Il y a quatre-vingts ans, les Françaises devenaient électrices et éligibles "dans les mêmes conditions que les hommes". Cette entrée de plain-pied dans la citoyenneté par une ordonnance du général de Gaulle était alors présentée comme une reconnaissance officielle du rôle majeur joué par les femmes dans la résistance.
Le droit de vote des femmes est présenté comme la résultante directe de l'engagement résistant des femmes. Catherine Lacour-Astolle
Quatre-vingts ans plus tard, les noms et les itinéraires de certaines d’entre elles, parfois consacrées par leur entrée au Panthéon, sont bien connus. Mais, au-delà de ces figures exceptionnelles, comment rendre visible une activité résistante féminine qui s'est jouée le plus souvent dans l’ombre des combattants de l’ombre ? C’est ce que l’exposition "Résistantes ! France 1940-1944", au musée de l'Ordre de la Libération à Paris, jusqu'au 13 octobre 2024.
TV5monde : Qui étaient ces femmes de la résistance ? D'où venaient-elles ? Quelles étaient leurs compétences, leurs profils ?
Catherine Lacour-Astoll : Elles étaient toute la société française. On a souvent l'image d'une résistante jeune, célibataire. On a des femmes de tout âge, certaines dont les visages apparaissent dans l'exposition ont plus de 60 ans au moment où elles s'engagent.
Beaucoup sont ménagères, c'est-à-dire femmes au foyer, à l'époque, mais beaucoup exercent aussi une profession et sont parfois très diplômées. Certaines étaient militantes, d'autres ne s'étaient jamais engagées au préalable. Elles appartiennent à des milieux confessionnels différents ou sont totalement à côté d'un quelconque ancrage confessionnel.
Quels ont été leurs rôles ? Etaient-ils très différents d'une personne à l'autre ?
Ce qui est très, très significatif de la résistance des femmes, c'est précisément qu'elles ont tendance à s'engager dans plusieurs actions. C'est une résistance vraiment protéiforme, alors que les hommes sont souvent plus dans un type d'action, dans le renseignement, par exemple, ou ont agi pendant les combats de la libération. Les femmes, elles, sont souvent sur plusieurs registres et il n'y a pas de profil particulier.
Plusieurs registres, ce peut être de la liaison, de l'hébergement, du ravitaillement, y compris du ravitaillement des maquis, à partir de la fin 1943 ou 1944. Ça peut être de l'exfiltration d'aviateurs alliés ou du renseignement aussi à l'égal des hommes. Ce sont des opératrices radio. Elles jouent tous les rôles possibles, et très rarement un seul rôle.

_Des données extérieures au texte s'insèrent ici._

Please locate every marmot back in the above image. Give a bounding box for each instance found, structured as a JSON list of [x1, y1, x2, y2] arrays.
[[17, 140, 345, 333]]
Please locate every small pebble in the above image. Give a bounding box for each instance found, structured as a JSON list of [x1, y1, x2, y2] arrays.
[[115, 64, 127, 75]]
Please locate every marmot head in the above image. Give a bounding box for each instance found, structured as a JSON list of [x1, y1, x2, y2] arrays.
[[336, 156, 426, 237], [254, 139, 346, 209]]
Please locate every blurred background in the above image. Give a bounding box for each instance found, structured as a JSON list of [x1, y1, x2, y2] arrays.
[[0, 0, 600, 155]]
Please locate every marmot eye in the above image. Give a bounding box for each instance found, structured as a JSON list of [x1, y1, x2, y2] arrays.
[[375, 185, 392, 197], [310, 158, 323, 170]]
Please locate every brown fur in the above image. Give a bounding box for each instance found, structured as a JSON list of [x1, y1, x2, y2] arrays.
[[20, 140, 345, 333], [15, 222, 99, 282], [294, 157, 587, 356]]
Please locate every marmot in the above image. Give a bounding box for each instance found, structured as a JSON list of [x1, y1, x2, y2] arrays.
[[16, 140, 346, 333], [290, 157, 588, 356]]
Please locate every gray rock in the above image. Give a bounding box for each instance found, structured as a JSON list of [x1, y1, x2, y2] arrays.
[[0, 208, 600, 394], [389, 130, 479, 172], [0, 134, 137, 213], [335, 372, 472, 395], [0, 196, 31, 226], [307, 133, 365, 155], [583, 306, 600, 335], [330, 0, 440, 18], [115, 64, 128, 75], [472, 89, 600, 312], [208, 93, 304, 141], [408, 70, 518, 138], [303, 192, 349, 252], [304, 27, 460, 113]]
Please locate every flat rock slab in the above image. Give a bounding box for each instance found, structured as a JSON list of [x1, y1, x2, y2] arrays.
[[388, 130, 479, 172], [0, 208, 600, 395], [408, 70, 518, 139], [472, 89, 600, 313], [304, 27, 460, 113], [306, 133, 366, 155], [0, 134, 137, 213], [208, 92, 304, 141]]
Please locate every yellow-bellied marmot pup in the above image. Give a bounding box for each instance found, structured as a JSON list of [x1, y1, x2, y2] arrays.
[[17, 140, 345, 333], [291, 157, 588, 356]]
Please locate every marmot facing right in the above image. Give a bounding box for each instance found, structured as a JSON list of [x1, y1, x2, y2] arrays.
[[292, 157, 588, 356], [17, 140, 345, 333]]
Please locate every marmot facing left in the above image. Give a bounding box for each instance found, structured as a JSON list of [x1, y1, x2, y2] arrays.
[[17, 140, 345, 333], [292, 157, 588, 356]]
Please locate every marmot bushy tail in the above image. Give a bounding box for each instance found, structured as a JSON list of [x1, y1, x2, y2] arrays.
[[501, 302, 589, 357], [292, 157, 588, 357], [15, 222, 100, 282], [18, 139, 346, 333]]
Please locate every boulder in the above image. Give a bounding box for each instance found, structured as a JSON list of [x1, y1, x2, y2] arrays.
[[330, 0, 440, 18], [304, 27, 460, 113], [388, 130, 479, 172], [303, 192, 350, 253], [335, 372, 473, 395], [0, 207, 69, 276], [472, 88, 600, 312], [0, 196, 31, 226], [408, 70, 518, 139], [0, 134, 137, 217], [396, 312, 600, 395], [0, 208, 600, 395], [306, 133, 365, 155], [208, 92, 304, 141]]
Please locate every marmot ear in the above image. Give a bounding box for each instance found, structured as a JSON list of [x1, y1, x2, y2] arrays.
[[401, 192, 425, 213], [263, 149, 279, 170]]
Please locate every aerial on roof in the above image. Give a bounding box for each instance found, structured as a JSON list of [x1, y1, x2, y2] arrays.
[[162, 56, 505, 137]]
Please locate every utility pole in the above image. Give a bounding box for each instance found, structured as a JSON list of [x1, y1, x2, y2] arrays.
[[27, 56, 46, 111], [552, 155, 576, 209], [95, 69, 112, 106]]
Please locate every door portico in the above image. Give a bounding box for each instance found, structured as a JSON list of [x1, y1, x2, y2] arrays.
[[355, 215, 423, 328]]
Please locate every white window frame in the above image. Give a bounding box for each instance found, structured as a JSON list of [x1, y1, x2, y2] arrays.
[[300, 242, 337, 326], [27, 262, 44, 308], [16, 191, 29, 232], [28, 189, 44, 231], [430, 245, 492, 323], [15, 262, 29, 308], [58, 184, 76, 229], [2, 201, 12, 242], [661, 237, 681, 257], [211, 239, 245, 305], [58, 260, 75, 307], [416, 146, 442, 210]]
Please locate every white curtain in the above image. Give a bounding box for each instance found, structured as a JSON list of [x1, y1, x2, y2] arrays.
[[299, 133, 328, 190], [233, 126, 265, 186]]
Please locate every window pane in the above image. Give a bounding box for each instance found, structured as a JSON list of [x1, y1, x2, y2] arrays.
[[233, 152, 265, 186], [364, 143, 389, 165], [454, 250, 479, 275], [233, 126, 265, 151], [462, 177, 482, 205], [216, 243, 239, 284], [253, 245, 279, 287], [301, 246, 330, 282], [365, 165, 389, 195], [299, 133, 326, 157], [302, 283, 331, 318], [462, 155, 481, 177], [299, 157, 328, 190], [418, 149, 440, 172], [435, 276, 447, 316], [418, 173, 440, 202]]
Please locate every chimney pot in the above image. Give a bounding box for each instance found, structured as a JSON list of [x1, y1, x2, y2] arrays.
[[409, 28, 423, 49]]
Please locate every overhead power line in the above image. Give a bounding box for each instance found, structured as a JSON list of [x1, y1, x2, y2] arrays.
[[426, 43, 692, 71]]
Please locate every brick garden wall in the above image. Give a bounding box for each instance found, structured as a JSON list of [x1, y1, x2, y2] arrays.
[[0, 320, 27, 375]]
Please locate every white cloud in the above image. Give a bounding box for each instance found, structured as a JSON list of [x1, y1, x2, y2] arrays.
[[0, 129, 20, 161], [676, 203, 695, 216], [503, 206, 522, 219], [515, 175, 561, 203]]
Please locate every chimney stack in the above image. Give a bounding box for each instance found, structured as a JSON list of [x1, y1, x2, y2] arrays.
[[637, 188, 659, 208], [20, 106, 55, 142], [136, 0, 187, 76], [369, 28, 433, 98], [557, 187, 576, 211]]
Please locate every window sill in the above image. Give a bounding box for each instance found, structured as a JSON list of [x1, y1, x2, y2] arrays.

Quand on pense aux femmes résistantes, on pense à certains noms comme celui de Lucie Aubrac... Le but de cette exposition est-il d'aller plus loin ?
C'est bien évidemment un enjeu que de proposer d'autres noms que ceux qui sont immédiatement connus. Vous avez cité Lucie Aubrac depuis les panthéonisations, et je pense que tout le monde en a en tête Germaine Tillion, Geneviève de Gaulle-Antonio, ou Joséphine Baker plus récemment. Peut-être que certains ont en tête aussi le nom d'Olga Bancic, largement évoqué au moment de la panthéonisation de Missac-Manoukian.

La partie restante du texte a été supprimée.